Tomography. 2023 Jan 12;9(1):105-129. doi: 10.3390/tomography9010010.
Mammography is the gold standard technology for breast screening, which has been demonstrated through different randomized controlled trials to reduce breast cancer mortality. However, mammography has limitations and potential harms, such as the use of ionizing radiation. To overcome the ionizing radiation exposure issues, a novel device (i.e. MammoWave) based on low-power radio-frequency signals has been developed for breast lesion detection. The MammoWave is a microwave device and is under clinical validation phase in several hospitals across Europe. The device transmits non-invasive microwave signals through the breast and accumulates the backscattered (returned) signatures, commonly denoted as the S21 signals in engineering terminology. Backscattered (complex) S21 signals exploit the contrast in dielectric properties of breasts with and without lesions. The proposed research is aimed to automatically segregate these two types of signal responses by applying appropriate supervised machine learning (ML) algorithm for the data emerging from this research. The support vector machine with radial basis function has been employed here. The proposed algorithm has been trained and tested using microwave breast response data collected at one of the clinical validation centres. Statistical evaluation indicates that the proposed ML model can recognise the MammoWave breasts signal with no radiological finding (NF) and with radiological findings (WF), i.e., may be the presence of benign or malignant lesions. A sensitivity of 84.40% and a specificity of 95.50% have been achieved in NF/WF recognition using the proposed ML model.
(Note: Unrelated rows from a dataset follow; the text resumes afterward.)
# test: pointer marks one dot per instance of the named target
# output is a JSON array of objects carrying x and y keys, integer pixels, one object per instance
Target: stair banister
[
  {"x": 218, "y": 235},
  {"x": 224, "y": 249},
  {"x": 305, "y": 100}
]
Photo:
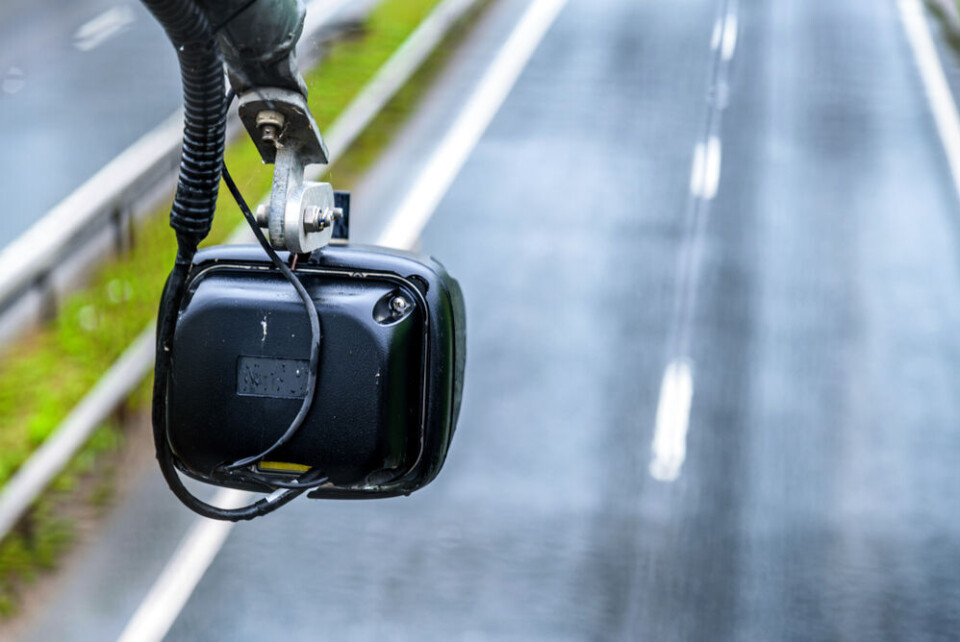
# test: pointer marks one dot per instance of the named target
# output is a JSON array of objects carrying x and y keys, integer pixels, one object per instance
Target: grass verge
[{"x": 49, "y": 370}]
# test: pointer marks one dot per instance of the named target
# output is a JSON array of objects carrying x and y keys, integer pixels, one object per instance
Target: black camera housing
[{"x": 390, "y": 376}]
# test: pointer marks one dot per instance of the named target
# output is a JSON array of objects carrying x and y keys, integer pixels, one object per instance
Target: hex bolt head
[
  {"x": 263, "y": 215},
  {"x": 270, "y": 123},
  {"x": 398, "y": 304}
]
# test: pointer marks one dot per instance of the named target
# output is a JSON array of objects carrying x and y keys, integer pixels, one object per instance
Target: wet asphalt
[{"x": 812, "y": 296}]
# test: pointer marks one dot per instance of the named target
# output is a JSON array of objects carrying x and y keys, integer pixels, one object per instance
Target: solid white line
[
  {"x": 673, "y": 419},
  {"x": 711, "y": 170},
  {"x": 97, "y": 31},
  {"x": 935, "y": 82},
  {"x": 183, "y": 572},
  {"x": 696, "y": 173},
  {"x": 730, "y": 31},
  {"x": 422, "y": 199},
  {"x": 705, "y": 175},
  {"x": 717, "y": 33}
]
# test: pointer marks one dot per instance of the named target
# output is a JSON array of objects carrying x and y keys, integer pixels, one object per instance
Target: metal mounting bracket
[{"x": 301, "y": 214}]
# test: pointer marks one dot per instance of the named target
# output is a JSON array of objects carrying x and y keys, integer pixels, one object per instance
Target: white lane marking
[
  {"x": 696, "y": 173},
  {"x": 97, "y": 31},
  {"x": 673, "y": 419},
  {"x": 442, "y": 168},
  {"x": 705, "y": 175},
  {"x": 935, "y": 82},
  {"x": 715, "y": 37},
  {"x": 183, "y": 572},
  {"x": 730, "y": 31},
  {"x": 711, "y": 170}
]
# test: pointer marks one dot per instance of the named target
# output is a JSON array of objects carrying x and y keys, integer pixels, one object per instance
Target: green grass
[{"x": 49, "y": 371}]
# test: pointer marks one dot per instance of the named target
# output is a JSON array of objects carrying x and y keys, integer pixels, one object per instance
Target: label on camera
[{"x": 271, "y": 377}]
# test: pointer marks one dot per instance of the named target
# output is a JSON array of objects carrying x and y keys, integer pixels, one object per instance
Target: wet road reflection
[{"x": 734, "y": 422}]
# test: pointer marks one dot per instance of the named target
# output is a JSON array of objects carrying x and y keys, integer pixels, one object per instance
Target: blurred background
[{"x": 711, "y": 256}]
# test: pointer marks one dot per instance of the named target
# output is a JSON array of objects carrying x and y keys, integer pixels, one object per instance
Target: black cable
[
  {"x": 191, "y": 217},
  {"x": 314, "y": 328}
]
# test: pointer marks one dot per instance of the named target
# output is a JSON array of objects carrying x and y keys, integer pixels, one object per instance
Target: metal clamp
[{"x": 301, "y": 214}]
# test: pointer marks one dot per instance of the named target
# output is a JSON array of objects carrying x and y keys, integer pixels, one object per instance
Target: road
[
  {"x": 79, "y": 83},
  {"x": 710, "y": 252}
]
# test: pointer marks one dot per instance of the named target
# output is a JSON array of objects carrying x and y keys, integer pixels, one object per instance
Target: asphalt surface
[
  {"x": 801, "y": 291},
  {"x": 79, "y": 83}
]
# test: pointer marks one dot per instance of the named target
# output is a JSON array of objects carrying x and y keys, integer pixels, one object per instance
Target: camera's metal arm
[{"x": 258, "y": 40}]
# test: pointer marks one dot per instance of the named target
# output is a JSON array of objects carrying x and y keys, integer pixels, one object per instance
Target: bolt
[
  {"x": 270, "y": 123},
  {"x": 263, "y": 216},
  {"x": 398, "y": 304},
  {"x": 317, "y": 219}
]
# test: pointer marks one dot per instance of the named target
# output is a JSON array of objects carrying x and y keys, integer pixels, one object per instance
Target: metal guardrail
[
  {"x": 53, "y": 255},
  {"x": 125, "y": 375}
]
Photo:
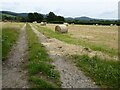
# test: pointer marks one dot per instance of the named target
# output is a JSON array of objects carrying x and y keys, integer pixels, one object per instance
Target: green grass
[
  {"x": 39, "y": 64},
  {"x": 105, "y": 73},
  {"x": 68, "y": 39},
  {"x": 9, "y": 37}
]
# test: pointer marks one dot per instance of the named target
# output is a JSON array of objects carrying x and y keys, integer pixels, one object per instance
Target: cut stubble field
[
  {"x": 45, "y": 70},
  {"x": 103, "y": 35}
]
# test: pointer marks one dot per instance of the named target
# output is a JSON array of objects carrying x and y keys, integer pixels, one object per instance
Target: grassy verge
[
  {"x": 41, "y": 72},
  {"x": 9, "y": 37},
  {"x": 105, "y": 73},
  {"x": 66, "y": 38}
]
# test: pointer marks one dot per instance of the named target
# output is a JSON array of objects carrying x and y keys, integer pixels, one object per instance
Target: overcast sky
[{"x": 104, "y": 9}]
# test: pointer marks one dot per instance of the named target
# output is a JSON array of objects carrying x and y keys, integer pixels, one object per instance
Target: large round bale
[
  {"x": 43, "y": 23},
  {"x": 66, "y": 24},
  {"x": 61, "y": 28}
]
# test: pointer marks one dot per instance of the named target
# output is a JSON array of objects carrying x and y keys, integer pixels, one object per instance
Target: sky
[{"x": 102, "y": 9}]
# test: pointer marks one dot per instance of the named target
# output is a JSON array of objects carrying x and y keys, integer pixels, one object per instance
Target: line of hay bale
[
  {"x": 35, "y": 22},
  {"x": 111, "y": 24},
  {"x": 61, "y": 29},
  {"x": 66, "y": 24},
  {"x": 43, "y": 23}
]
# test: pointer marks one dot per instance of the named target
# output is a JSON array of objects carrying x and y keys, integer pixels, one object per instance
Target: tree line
[{"x": 52, "y": 18}]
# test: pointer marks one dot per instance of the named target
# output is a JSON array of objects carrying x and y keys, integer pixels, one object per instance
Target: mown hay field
[{"x": 103, "y": 35}]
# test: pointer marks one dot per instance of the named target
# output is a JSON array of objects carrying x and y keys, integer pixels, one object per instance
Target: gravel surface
[
  {"x": 71, "y": 77},
  {"x": 14, "y": 74}
]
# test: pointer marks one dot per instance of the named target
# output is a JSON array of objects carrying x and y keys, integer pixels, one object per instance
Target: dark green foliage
[
  {"x": 54, "y": 18},
  {"x": 9, "y": 37}
]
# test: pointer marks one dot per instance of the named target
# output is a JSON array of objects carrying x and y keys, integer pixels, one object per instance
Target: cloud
[{"x": 67, "y": 8}]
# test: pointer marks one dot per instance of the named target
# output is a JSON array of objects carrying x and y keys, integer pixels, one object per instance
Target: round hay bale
[
  {"x": 61, "y": 28},
  {"x": 66, "y": 24},
  {"x": 43, "y": 23}
]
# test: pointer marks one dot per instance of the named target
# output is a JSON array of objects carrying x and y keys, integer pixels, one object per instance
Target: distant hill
[
  {"x": 9, "y": 13},
  {"x": 80, "y": 18}
]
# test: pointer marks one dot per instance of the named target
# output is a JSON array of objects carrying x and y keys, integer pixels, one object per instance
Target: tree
[
  {"x": 30, "y": 17},
  {"x": 60, "y": 18}
]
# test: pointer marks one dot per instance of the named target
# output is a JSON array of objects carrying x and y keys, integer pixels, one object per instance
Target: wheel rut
[{"x": 13, "y": 73}]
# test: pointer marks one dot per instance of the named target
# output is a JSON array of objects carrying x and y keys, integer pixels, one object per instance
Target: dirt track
[
  {"x": 71, "y": 77},
  {"x": 14, "y": 75}
]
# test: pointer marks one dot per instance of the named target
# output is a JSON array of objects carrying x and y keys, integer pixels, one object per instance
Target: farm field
[
  {"x": 103, "y": 35},
  {"x": 54, "y": 60}
]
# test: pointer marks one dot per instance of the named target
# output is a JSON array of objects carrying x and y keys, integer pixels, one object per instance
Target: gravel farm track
[{"x": 14, "y": 74}]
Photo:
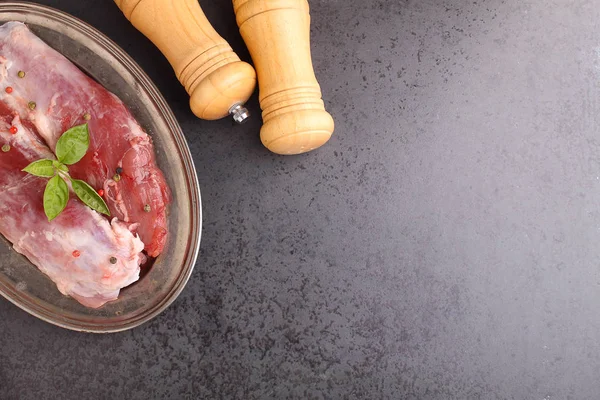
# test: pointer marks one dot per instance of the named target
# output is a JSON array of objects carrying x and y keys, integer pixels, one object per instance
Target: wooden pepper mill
[
  {"x": 277, "y": 33},
  {"x": 217, "y": 81}
]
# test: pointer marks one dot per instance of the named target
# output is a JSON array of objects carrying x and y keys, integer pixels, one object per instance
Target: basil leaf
[
  {"x": 60, "y": 166},
  {"x": 42, "y": 168},
  {"x": 56, "y": 197},
  {"x": 88, "y": 195},
  {"x": 73, "y": 144}
]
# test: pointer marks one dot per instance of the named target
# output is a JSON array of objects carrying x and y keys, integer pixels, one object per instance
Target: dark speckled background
[{"x": 443, "y": 245}]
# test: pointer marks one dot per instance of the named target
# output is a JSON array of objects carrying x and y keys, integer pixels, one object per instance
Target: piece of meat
[
  {"x": 63, "y": 97},
  {"x": 90, "y": 278}
]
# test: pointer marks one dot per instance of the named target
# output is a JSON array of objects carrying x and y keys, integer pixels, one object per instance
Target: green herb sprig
[{"x": 70, "y": 149}]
乳腺 X 线摄影是乳腺筛查的金标准技术,通过不同的随机对照试验已经证明其可以降低乳腺癌死亡率。然而,乳腺 X 线摄影存在局限性和潜在危害,例如使用电离辐射。为了克服电离辐射暴露问题,已经开发出一种基于低功率射频信号的新型设备(即 MammoWave)用于乳腺病变检测。MammoWave 是一种微波设备,正在欧洲的几家医院进行临床验证阶段。该设备通过乳房传输非侵入性微波信号,并积累反向散射(返回)信号,通常在工程术语中表示为 S21 信号。反向散射(复杂)S21 信号利用有病变和无病变乳房的介电特性差异。拟议的研究旨在通过应用适当的监督机器学习(ML)算法自动分离这两种类型的信号响应,这些算法适用于从该研究中得出的数据。这里使用了具有径向基函数的支持向量机。所提出的算法已经使用在一个临床验证中心收集的微波乳房响应数据进行了训练和测试。统计评估表明,所提出的 ML 模型可以识别出没有放射学发现(NF)和有放射学发现(WF)的 MammoWave 乳房信号,即可能存在良性或恶性病变。使用所提出的 ML 模型在 NF/WF 识别中实现了 84.40%的灵敏度和 95.50%的特异性。